99999999999999999999999999999956
The neverending program P that generates an infinite string that starts with S, but without the errrors found in S, is small compared to the string. Adding some program lines to get the same errors will be small compared to the string, too. But it won’t affect the predictions made by P.
P can be seen as a compressor, as a scientific “law” and as a predictor.
Thus “letting a machine discover scientific laws automatically” and “letting a machine make accurate predictions” are compatible.
I guess it basically comes down to whether or not to “add some program lines to get the same errors”. Even if the size of such a modification is small it’s still there and I think in some cases it would be preferrable to not add the additional lines.
Actually I just came across something called “algorithmic statistics” that seems to be the kind of theory / model I was thinking of:
http://citeseerx.ist.psu.edu/viewdoc/summary?doi=10.1.1.80.2757
http://citeseerx.ist.psu.edu/viewdoc/summary?doi=10.1.1.6.9187
http://www.springer.com/computer/theoretical+computer+science/book/978-0-387-00542-3
I guess it basically comes down to whether or not to “add some program lines to get the same errors”. Even if the size of such a modification is small it’s still there and I think in some cases it would be preferable to not add the additional lines.
Actually I just came across something called “algorithmic statistics” that seems to be the kind of theory / model I was thinking of:
hxxp://citeseerx.ist.psu.edu/viewdoc/summary?doi=10.1.1.80.2757
hxxp://citeseerx.ist.psu.edu/viewdoc/summary?doi=10.1.1.6.9187
hxxp://www.springer.com/computer/theoretical+computer+science/book/978-0-387-00542-3
Yes, if you already have a satisfying model of a phenomenon, “algorithmic statistics” seems what you need. http://homepages.cwi.nl/~paulv/papers/algorithmicstatistics.pdf
Here, when we talk about induction, we are talking about making a new model.
How can an induction agent know that those numbers in S are errors and are not an interesting phenomenon that should also be predicted ?
If you are already sure that those are errors, that’s because you have previous information that is not available in S.
If you can, a simple solution is to use your previous information to smooth those errors before giving S to the agent.
Alternatively, you can give all the previous information to the agent.
If the information comes a physical apparatus, you will never be sure that those “errors” can’t be predicted. And that’s what the agent will try to do for you. Even if it fails, it will come up with several theories, each having its own probability, and you can use it to predict the most likely range of values that the errors will be in.
Oops, the previous message was an answer to the last message from BcM7mL.
“How can an induction agent know that those numbers in S are errors and are not an interesting phenomenon that should also be predicted ?”
Good point.
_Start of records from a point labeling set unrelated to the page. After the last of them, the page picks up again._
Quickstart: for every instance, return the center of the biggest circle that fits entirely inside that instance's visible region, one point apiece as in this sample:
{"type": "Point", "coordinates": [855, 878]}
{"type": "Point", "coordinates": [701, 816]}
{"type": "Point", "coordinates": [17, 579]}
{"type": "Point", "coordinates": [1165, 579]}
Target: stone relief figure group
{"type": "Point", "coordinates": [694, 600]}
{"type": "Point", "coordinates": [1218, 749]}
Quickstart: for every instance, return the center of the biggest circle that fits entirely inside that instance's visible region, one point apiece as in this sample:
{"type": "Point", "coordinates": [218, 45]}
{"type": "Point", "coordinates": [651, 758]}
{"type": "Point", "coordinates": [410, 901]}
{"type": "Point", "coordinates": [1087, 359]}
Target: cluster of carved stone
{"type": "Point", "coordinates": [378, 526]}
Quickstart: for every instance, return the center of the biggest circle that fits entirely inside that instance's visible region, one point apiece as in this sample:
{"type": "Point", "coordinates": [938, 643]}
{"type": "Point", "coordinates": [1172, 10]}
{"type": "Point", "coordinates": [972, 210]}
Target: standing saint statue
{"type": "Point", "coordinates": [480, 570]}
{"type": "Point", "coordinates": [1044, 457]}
The errors can be separated if there is a known model, but not without.
But suppose that the “errors” remain relatively constant with respect to all models of a certain class. Then it would make sense to call these parts the “errors” and the rest the “interesting phenomena” or “meaningful data”. This would be similar to how Kolmogorov complexity is determined not with respect to a single Turing machine but with respect to Turing machines in general.
This seems to be the kind of theory developed in the “Correspondence Meaningful Data” paper by Paul M. Vitanyi as far as I can tell. Assuming my interpretation is correct, this seems like a promising approach because it would separate the “errors” and “meaningful data” in an objective / model-independent way.
It is very difficult to distinguish numbers coming from a true random number generator (let’s call them “pure errors” or “pure noise”, completely unpredictable) and numbers coming from a pseudo random generator (a predictable phenomenon). In fact a large number of succesful cryptographic algorithms are based on this difficulty (stream ciphers). Until all of these algorithms get cracked, I choose to give up trying to solve this difficult problem.